À la Paramount, où il est aussi producteur, il aligne une douzaine de chefs-d’œuvre époustouflants: des comédies pures et sophistiquées où la mécanique du rire, la liberté de ton et l’élégance du trait semblent héritées du génie de Feydeau. Ses films sont d’ailleurs souvent des adaptations de pièces de théâtre, et les portes sont au centre de son système de mise en scène. Lorsque la censure imposée par le code Hays s’applique à Hollywood dès les années trente, la «Lubitsch touch» connaîtra son apogée: sens du détail, art de la suggestion, maitrise du hors-champs et de l’ellipse. Ce que le grand écran ne peut plus montrer, Lubitsch le sublimera dans un jeu de cache-cache virtuose où le spectateur joue le premier rôle.


Il est l’auteur de savoureuses variations anticonformistes sur le thème du désir féminin, avec les stars de l’époque: Marlène Dietrich, Gene Tierney ou Carole Lombard. Et restera dans l’histoire du septième art pour avoir été le premier à capter le rire de Greta Garbo (photo), dans l’irrésistible "Ninotchka" (1939). À propos de "Haute pègre" (Trouble in Paradise), premier de ses chefs-d’œuvre américains réalisé en 1932, la cinéaste Catherine Breillat écrivait dans le quotidien Le Monde: «Le cinéma de Lubitsch, somme toute, est de la même teneur que ses personnages, puriste impeccable et précis sous couvert d’éternelle pirouette ; virevoltant de la prestidigitation du mot à celle de l’image dans un film pétillant qui se boit, l’air de rien, comme une coupe de champagne»
(1).

Pendant la Seconde Guerre mondiale, il signe une «trilogie de la confession»: "Rendez-vous" (The Shop Around the Corner) tire son inspiration de la boutique de confection berlinoise de son père ; "Jeux dangereux" (To Be or not to Be) fait écho au "Dictateur" de Chaplin ; "le Ciel peut attendre" (Heaven can wait) est son dernier chef-d’œuvre. Dans la bible "50 ans de cinéma américain" de Jean-Pierre Coursodon et Bertrand Tavernier, on lit: «Film somme, "Heaven can wait" est à Lubitsch ce que "le Carrosse d’or" est à Jean Renoir, une réflexion d’un artiste sur son œuvre et un aboutissement de cette œuvre. Oscillant avec une délicatesse rare, à l’intérieur d’une même scène, entre l’émotion pudique, la satire farceuse et la chronique souriante d’une justesse qui sera inégalée, cette œuvre en dit plus long sur les rapports entre un homme et une femme que tous les pensums d’Antonioni (...)
(2)

La Cinémathèque de Toulouse offre l’occasion de flirter avec la «Lubitsch touch» en dix-huit films, dont deux muets de la période allemande.
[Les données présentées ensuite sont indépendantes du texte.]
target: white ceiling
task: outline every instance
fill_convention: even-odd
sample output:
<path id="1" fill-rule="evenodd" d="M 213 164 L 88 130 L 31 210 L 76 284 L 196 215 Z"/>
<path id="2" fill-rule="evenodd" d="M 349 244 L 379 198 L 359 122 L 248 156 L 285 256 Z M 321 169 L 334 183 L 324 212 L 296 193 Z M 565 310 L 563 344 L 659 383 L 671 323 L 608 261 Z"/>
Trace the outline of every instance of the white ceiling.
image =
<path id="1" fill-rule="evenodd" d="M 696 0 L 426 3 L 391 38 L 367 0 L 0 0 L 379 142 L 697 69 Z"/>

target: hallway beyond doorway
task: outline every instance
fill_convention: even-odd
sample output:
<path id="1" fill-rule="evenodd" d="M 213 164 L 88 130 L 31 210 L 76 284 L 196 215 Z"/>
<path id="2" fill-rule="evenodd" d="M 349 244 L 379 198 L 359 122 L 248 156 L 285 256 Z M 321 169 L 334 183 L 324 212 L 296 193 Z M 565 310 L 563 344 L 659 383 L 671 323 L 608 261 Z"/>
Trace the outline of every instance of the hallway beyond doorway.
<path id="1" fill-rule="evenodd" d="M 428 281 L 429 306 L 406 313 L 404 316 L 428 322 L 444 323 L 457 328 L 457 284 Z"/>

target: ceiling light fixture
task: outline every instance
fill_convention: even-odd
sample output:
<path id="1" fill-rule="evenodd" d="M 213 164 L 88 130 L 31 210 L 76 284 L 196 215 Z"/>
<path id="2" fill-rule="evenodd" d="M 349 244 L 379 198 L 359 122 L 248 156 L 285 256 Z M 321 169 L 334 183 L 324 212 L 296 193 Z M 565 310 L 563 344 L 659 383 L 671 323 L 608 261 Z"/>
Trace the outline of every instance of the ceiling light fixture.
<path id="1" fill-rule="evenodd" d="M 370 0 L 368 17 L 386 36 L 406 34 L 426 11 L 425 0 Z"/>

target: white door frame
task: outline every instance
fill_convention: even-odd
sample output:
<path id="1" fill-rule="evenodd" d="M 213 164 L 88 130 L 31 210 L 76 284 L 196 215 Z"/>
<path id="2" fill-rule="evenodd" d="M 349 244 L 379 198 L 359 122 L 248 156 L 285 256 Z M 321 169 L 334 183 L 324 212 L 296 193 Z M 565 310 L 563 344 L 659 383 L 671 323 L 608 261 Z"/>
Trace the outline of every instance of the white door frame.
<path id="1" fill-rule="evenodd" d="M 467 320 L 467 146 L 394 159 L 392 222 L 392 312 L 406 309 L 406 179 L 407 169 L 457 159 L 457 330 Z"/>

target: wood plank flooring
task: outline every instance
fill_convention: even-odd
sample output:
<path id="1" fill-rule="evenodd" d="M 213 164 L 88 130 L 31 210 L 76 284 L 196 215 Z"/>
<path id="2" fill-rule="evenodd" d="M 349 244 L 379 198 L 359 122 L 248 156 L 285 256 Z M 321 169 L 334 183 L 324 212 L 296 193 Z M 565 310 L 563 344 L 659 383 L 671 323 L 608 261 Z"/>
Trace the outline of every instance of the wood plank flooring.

Tourné en 1916, "le Palais de la chaussure Pinkus" est l’une de ses premières réalisations. Il y interprète le rôle principal du petit vendeur de chaussure devenu patron d’un commerce. Le film sera précédé de "l’Orgueil de la firme", de Carl Wilhelm, autre film dans lequel Lubitsch est acteur. Le pianiste Mathieu Regnault assurera l’accompagnement musical de ces deux moyens métrages. Succès international, "Sumurun" (1920) est une fantaisie orientaliste empreinte de l’enseignement de Max Reinhardt. Il y reprend un rôle interprété sur scène, celui d’un bossu amoureux d’une danseuse saltimbanque. Deux musiciens ont été invités à accompagner la projection.


Jérôme Gac
 

photo : "Ninotchka"


(1) 20/12/2000
(2)
Nathan, 1995


Rétrospective, du 4 au 29 janvier 2013, à la Cinémathèque de Toulouse, 69, rue du Taur, Toulouse. Tél. 05 62 30 30 11.